The youths disappeared from the bar Heaven in Mexico City’s Zona Rosa district earlier this year. Their bodies, along with that of another man, were found in a clandestine grave on a ranch in the outskirts of the city.
At the time, city authorities claimed the murders were the result of a dispute between local gangs over drug dealing turf, and were unrelated to major organized criminal groups.
According to federal authorities, however, two of the victims were wanted by the assassins for the murder of another local dealer; the rest had the misfortune of being with them.
InSight Crime Analysis
The conflicting official accounts highlight the complexity of the linkages between local gangs and major international drug traffickers. While gangs often buy or receive their illicit product wholesale from the bigger groups and have to pay a percentage of their earnings to these national organizations, these two levels of the underworld can also operate semi-autonomously, with varying degrees of relations.
Recent violence has been attributed to La Union, a group that has been edging out the city’s leading gang, the Tepito Cartel. La Union has been pointed to as the gang responsible for the Heaven killings. Yet, both gangs also have ties to larger groups: the Tepito Cartel is said to have connections to the BLO, and La Union includes former members of the Familia Michoacana.
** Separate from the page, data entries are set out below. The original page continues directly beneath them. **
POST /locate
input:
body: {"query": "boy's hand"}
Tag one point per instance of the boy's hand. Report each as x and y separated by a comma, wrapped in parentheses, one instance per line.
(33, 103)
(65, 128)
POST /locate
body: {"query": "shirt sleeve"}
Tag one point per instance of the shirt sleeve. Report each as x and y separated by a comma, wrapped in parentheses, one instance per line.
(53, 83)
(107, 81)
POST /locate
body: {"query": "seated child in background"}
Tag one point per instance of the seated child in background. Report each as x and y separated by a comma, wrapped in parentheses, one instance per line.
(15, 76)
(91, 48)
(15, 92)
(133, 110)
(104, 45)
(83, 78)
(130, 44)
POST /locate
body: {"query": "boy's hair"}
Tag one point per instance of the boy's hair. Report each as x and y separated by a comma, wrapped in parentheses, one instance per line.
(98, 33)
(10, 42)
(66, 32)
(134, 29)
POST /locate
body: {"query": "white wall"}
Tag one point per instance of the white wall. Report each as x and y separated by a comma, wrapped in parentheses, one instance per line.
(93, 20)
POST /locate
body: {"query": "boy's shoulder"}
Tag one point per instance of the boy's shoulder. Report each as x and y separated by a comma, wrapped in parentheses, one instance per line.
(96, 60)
There may also be a political component to this story. Mexico City authorities have downplayed growing drug violence in the capital, which has until now been perceived as an “oasis” from the drug war affecting the rest of the nation.
The complexity of these connections in the capital, and nationally, may help explain the differing accounts from federal and local authorities. And in the end, both assertions could carry some truth to them.